Seu tio não o perseguia nem lhe manifestava uma repugnancia muda, pelo contrario.

Chamava-o continuamente para o pé de si, ensinava-lhe, quando estava só, palavras, esgares, visagens grotescas que lhe fazia repetir diante de gente, n'um côro de gargalhadas asperas e hostis como gumes de espadas!

Vestia-o de um modo desusado e extravagante, vestia-o de marujo, de escossez, com as suas pequenas pernas magras, trigueiras, ossudas, n'uma nudez friorenta que lhe doia, e o fazia tiritar; vestia-o de tyrolez, o que lhe dava um aspecto comico, que arrebentava com riso a criadagem.

Ás vezes nos seus dias de melhor humor sahia com elle, que tinha apenas sete annos de idade, de casaca, chapéo-alto, e berloques na cadeia do relogio.

Tinha tempos em que não podia passar sem a sua companhia; a creança era a unica distracção do anão.

As caricias d'esse homem singular, de olhar faiscante, de cabelladura revolta e electrica, de voz sonora e rica de inflexões estranhas, doíam, porém, ao pequeno muito mais do que os desprezos ou os máos tratos dos outros.

Ao pé d'estes sentia-se perseguido, ao pé d'aquelle sentia-se humilhado.

Um dia o marquez—o tio do pequeno Thadeu era marquez,—achou comico mandar introduzir a creança no cofre acharoado que havia junto ao fogão do gabinete de trabalho, destinado a guardar a lenha ou o carvão que se consumia.

De minuto em minuto abria-se a tampa e sahia a cara vermelha e congestionada do pequeno, uma cara de animal assustado, o que divertia extraordinariamente as visitas.

Outra vez, n'uma ceia alegre em que havia rios de champagne e risadas crystallinas de mulheres, Thadeu com um fato de meia preta a cobril-o todo e dous castiçaes nas pequenas mãos, servia de centro agachado n'uma posição grotesca no meio da meza.

Sahiu d'alli com uma febre que o teve um mez entre a morte e a vida, delirante, sem conhecer ninguem, com a mãe debulhada em lagrimas á cabeceira.

Mas Thadeu não gostava de sua mãe.

Era uma creatura tão debil como elle, pallida como uma defunta, inerme, estupida, sem vontade.

As lobas defendem os seus filhos, a mãe de Thadeu não o sabia defender!

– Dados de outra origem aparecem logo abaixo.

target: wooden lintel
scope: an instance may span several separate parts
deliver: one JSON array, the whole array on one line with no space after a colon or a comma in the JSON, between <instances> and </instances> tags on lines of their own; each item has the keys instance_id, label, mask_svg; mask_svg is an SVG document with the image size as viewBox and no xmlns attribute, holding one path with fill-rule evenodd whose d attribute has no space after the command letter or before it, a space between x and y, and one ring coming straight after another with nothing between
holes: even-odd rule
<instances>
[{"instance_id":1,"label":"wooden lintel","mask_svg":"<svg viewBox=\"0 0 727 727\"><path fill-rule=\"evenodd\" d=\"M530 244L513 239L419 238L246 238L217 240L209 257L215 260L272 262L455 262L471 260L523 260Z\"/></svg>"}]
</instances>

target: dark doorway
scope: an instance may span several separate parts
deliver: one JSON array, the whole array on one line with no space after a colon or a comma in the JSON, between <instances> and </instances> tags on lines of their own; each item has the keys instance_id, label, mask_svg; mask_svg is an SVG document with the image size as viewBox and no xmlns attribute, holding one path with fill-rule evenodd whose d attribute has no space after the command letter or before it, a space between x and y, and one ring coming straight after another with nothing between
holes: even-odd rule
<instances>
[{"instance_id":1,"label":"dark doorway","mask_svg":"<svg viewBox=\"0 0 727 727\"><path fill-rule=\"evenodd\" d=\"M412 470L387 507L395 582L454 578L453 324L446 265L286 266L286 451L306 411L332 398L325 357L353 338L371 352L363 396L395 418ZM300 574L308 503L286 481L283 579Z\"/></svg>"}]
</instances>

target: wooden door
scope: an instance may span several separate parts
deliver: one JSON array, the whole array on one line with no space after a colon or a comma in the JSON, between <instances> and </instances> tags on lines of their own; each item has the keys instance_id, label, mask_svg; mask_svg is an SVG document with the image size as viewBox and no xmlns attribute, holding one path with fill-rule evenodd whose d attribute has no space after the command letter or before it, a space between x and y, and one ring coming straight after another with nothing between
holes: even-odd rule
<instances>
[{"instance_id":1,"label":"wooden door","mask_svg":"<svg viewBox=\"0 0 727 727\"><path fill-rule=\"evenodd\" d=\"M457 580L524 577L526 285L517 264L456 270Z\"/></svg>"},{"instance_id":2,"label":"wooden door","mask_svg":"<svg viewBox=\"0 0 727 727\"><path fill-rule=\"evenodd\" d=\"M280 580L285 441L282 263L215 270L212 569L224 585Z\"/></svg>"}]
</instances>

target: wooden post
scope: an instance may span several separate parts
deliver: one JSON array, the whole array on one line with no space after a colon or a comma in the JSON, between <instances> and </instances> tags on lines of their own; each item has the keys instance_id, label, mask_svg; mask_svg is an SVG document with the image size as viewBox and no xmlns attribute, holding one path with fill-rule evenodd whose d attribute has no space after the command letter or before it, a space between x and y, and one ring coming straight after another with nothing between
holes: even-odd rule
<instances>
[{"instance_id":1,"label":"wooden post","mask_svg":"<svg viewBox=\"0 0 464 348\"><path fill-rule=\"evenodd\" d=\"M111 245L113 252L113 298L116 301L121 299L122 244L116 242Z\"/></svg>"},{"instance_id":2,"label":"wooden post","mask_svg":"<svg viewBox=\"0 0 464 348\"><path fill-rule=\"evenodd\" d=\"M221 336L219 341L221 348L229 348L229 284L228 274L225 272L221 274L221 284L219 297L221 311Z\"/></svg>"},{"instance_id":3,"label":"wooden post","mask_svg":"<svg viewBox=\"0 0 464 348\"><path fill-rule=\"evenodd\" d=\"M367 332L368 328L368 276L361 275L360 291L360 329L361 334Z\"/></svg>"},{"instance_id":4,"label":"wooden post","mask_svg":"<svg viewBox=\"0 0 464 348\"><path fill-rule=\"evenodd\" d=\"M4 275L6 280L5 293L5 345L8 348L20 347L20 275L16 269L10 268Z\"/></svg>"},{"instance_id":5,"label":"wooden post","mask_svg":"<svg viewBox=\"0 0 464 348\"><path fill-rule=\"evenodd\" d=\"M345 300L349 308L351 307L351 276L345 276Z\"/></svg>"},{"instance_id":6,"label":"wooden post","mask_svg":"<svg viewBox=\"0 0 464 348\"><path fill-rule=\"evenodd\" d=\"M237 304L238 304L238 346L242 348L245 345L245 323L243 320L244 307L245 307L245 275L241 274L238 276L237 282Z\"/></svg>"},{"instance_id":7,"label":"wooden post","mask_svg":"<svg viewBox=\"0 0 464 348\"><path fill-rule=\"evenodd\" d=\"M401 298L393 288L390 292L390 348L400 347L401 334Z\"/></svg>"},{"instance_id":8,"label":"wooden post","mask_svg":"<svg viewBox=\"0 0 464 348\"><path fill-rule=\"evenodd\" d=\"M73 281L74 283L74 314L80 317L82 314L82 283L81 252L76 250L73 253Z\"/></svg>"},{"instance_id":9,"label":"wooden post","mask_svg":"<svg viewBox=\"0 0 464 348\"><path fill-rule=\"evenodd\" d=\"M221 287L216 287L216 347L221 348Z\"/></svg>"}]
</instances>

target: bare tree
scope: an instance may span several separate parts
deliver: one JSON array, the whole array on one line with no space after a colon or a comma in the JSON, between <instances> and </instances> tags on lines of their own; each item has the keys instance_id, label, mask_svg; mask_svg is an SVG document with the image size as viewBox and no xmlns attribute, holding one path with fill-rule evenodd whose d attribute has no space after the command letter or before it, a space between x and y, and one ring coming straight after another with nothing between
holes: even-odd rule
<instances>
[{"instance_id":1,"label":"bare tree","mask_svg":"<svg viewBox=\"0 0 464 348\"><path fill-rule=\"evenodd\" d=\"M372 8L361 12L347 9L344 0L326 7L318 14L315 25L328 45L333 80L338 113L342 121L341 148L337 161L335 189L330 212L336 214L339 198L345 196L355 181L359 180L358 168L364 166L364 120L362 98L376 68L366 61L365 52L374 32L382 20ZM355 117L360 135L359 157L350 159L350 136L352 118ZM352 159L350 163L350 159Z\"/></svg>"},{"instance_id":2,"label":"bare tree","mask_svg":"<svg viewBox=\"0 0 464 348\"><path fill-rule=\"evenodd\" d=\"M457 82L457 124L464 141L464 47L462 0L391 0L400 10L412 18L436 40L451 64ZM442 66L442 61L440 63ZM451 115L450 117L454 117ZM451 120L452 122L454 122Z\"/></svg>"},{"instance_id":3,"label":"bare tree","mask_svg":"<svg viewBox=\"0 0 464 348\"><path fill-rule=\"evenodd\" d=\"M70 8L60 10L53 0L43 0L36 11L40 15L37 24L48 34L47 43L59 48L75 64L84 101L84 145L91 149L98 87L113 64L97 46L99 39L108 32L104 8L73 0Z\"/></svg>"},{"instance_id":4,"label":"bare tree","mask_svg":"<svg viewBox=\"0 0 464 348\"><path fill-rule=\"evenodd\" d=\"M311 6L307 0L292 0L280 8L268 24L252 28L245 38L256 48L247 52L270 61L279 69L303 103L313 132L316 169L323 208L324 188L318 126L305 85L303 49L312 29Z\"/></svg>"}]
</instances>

Entregava-o ás coleras descompostas do pae; aos desprezos gelidos da tia; aos caprichos monstruosamente comicos do marquez; ás apupadas brutaes das aias e dos lacaios; aos risos das visitas; ao pasmo desprezador das outras creanças, que iam áquella casa opulenta e ruidosa acompanhadas por seus paes, vestidas de velludo, com plumas nos seus lindos chapéus, o ar grave de meninos bem creados, e que não tinham licença de brincar com aquelle pequeno histrião, feio, ridiculo, doente, com gesto de epileptico, com fatos de palhaço e com soluços de martyr.